Wallaroo SDK Essentials Guide: Model Uploads and Registrations: Model Registry Services
Table of Contents
Wallaroo users can register their trained machine learning models from a model registry into their Wallaroo instance and perform inferences with it through a Wallaroo pipeline.
This guide details how to add ML Models from a model registry service into a Wallaroo instance.
Artifact Requirements
Models are uploaded to the Wallaroo instance as the specific artifact - the “file” or other data that represents the file itself. This must comply with the Wallaroo model requirements framework and version or it will not be deployed. Note that for models that fall outside of the supported model types, they can be registered to a Wallaroo workspace as MLFlow 1.30.0 containerized models.
Registry Services Roles
Registry service use in Wallaroo typically falls under the following roles.
Role | Recommended Actions | Description |
---|---|---|
DevOps Engineer | Create Model Registry | Create the model (AKA artifact) registry service |
Retrieve Model Registry Tokens | Generate the model registry service credentials. | |
MLOps Engineer | Connect Model Registry to Wallaroo | Add the Registry Service URL and credentials into a Wallaroo instance for use by other users and scripts. |
Add Wallaroo Registry Service to Workspace | Add the registry service configuration to a Wallaroo workspace for use by workspace users. | |
Data Scientist | List Registries in a Workspace | List registries available from a workspace. |
List Models in Registry | List available models in a model registry. | |
List Model Versions of Registered Model | List versions of a registry stored model. | |
List Model Version Artifacts | Retrieve the artifacts (usually files) for a model stored in a model registry. | |
Upload Model from Registry | Upload a model and artifacts stored in a model registry into a Wallaroo workspace. |
Model Registry Operations
The following links to guides and information on setting up a model registry (also known as an artifact registry).
Create Model Registry
See Model serving with Azure Databricks for setting up a model registry service using Azure Databricks.
The following steps create an Access Token used to authenticate to an Azure Databricks Model Registry.
- Log into the Azure Databricks workspace.
- From the upper right corner access the User Settings.
- From the Access tokens, select Generate new token.
- Specify any token description and lifetime.

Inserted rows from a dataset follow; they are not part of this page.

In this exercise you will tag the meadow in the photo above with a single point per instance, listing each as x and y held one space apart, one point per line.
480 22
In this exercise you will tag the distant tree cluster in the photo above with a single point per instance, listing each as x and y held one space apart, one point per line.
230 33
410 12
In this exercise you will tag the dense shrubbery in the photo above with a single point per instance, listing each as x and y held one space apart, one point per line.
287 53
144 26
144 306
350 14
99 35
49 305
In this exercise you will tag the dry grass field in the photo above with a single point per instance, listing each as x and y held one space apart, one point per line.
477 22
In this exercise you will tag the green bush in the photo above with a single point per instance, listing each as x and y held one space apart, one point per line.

Once complete, select Generate.
- Copy the token and store in a secure place. Once the Generate New Token module is closed, the token will not be retrievable.

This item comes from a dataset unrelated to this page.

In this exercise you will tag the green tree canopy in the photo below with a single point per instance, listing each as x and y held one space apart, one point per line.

The MLflow Model Registry provides a method of setting up a model registry service. Full details can be found at the MLflow Registry Guides.
A generic MLFlow model registry requires no token.
Wallaroo Registry Operations
- Connect Model Registry to Wallaroo: This details the link and connection information to a existing MLFlow registry service. Note that this does not create a MLFlow registry service, but adds the connection and credentials to Wallaroo to allow that MLFlow registry service to be used by other entities in the Wallaroo instance.
- Add a Registry to a Workspace: Add the created Wallaroo Model Registry so make it available to other workspace members.
- Remove a Registry from a Workspace: Remove the link between a Wallaroo Model Registry and a Wallaroo workspace.
Connect Model Registry to Wallaroo
MLFlow Registry connection information is added to a Wallaroo instance through the Wallaroo.Client.create_model_registry
method.
Connect Model Registry to Wallaroo Parameters
Parameter | Type | Description |
---|---|---|
name | string (Required) | The name of the MLFlow Registry service. |
token | string (Required) | The authentication token used to authenticate to the MLFlow Registry. |
url | string (Required) | The URL of the MLFlow registry service. |
Connect Model Registry to Wallaroo Return
The following is returned when a MLFlow Registry is successfully created.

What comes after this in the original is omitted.